With 17 million Europeans, including 600,000 Dutchmen, who suffer from one or even multiple food allergies, a good allergen management system in the food industry is of vital importance. In this respect, there is also a great need for clarity regarding the mentioning of possible cross-contamination (unintended presence) of allergens on food labels.
The Voluntary Incidental Trace Allergen Labelling (VITAL Grid) system was introduced in Australia in 2007. It operates with threshold values for allergens, thus providing greater clarity to consumers and manufacturers. VITAL Grid enables the risk assessment of cross-contamination with allergens. Depending on the outcome, a precautionary statement ('may contain' or 'may be present ') can be placed on the packaging, or there may be an accepted risk for which no warning is needed.
The VITAL Grid system today enjoys broad support in the Dutch food industry as a tool for mentioning possible cross-contamination on food labels. The question is whether this system also provides the desired clarity on the liability of the manufacturer for cross-contamination.
In principle, the manufacturer has no legal obligation to mention the risk of cross-contamination on food labels. Only if allergens are used as an ingredient the mentioning on the label is compulsory. Also the new Regulation on the provision of food information to consumers (Regulation (EU) No 1169/2011) does not prescribe the mentioning of the risk of cross-contamination. The new Regulation - which enters into force on 13 December 2014 - requires that voluntary additional information or warnings, such as the 'may contain' labelling, may not be misleading, ambiguous or confusing on any account, and that such information shall be based on relevant scientific data.
Despite the fact that manufacturers are not obliged to mention the risk of cross-contamination, manufacturers could still be held liable for unintended presence of allergens. For, under certain conditions, this could result in an unlawful act (if the manufacturer has taken insufficient care), or manufacturers may be held liable for product liability (where it briefly concerns the safety expectations of the consumer). Unlike in the case of an unlawful act, it is not required for product liability that the manufacturer can be blamed.
In respect of both liability grounds the manufacturer must prove that he has made every effort to avoid cross-contamination as well as any unexpected allergic reaction that arose therefrom. In this respect it comes down to whether the manufacturer - if not too problematic given the time, effort and potential costs – has taken appropriate precautions to avoid cross-contamination. This may include measures concerning inter alia recipe management, cleaning, storage, transport, rework and layout of spaces and equipment.
In addition, it is important to be aware whether manufacturers should have warned about the risk of cross-contamination. Whether a warning is mandatory and whether the warning mentioned is adequate depends on a number of circumstances, such as the degree of foreseeability of careless behaviour of the consumer, whether the danger is known to the manufacturer as well as the consumer’s safety expectations. Finally the inconvenience of the precautionary measures that need to be taken plays a role too.
It will be clear that if a risk of cross-contamination exists, manufacturers would be well advised to mention a warning on its product.

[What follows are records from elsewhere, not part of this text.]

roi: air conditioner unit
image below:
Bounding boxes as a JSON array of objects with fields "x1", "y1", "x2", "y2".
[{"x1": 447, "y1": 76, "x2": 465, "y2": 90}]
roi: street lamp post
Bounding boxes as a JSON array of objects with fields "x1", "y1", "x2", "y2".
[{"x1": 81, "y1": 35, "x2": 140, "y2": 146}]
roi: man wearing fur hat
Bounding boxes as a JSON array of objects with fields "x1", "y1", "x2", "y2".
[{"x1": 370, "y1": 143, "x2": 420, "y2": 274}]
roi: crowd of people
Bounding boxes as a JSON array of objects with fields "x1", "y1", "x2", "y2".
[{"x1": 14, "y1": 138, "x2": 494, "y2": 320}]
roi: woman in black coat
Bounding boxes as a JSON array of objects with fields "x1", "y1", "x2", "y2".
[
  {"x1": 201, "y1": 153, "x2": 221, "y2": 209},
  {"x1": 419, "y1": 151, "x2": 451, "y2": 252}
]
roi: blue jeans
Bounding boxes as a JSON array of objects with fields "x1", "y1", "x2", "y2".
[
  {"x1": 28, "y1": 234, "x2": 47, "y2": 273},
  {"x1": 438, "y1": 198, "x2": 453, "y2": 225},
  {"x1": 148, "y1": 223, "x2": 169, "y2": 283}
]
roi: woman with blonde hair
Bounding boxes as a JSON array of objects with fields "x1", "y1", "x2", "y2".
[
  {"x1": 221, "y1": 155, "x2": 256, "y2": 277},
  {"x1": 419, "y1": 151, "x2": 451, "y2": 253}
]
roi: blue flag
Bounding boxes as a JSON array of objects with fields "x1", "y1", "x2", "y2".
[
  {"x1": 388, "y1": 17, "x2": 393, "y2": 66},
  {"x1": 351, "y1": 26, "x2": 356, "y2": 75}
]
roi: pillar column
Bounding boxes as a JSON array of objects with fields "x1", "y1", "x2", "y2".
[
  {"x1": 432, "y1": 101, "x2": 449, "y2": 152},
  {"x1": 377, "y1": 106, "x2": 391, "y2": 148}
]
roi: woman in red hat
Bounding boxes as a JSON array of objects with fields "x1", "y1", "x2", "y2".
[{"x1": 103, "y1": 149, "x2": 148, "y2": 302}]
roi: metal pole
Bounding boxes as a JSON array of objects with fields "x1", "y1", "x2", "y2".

For this reason, manufacturers tend to include a warning out of precautionary considerations.
This, however, has the adverse effect of using excessive warnings, which leads to allergic consumers being unnecessarily restricted in their choice of food products. In addition, the warning loses its information value because as a result of frequent confrontation with warnings the consumer cannot assess whether the risk is real.
VITAL Grid could provide a balance between the avoidance and reduction of incidents, and the unnecessary and undesired warnings for cross-contamination. The system offers a tool for mapping and reducing the risk of cross-contamination and provides both manufacturers and consumers with insight into the risk of cross-contamination by using thresholds. The application of the VITAL Grid system will possibly also meet the requirements that the new Regulation sets to information on a voluntary basis (i.e. that the information is not misleading, ambiguous or confusing). It should be observed though that for the VITAL Grid system to provide the desired clarity to consumers and manufacturers and to contribute to the exclusion of the manufacturer's liability it should particularly be applied all across the industry and the allergic consumer should be familiar with the VITAL Grid system and the associated thresholds. In addition, to provide more legal certainty to manufacturers, the VITAL Grid system could be laid down by law.
Although the VITAL Grid system can provide the allergic consumer with much more guidance compared with the current 'may contain' labelling without thresholds, the application of VITAL Grid does not furnish the manufacturer - especially seeing the lack of a legal basis – with any guarantee that he cannot be held liable for an unexpected allergic reaction. VITAL Grid is a risk management and not a risk elimination tool and does therefore not offer complete safety with regard to the presence of allergens.
However, the use of the VITAL Grid system indicates that manufacturers have at any rate exercised great care in the risk analysis of cross-contamination, as well as regarding the risk information to allergic consumers. This is relevant to the question whether manufacturers can be held liable.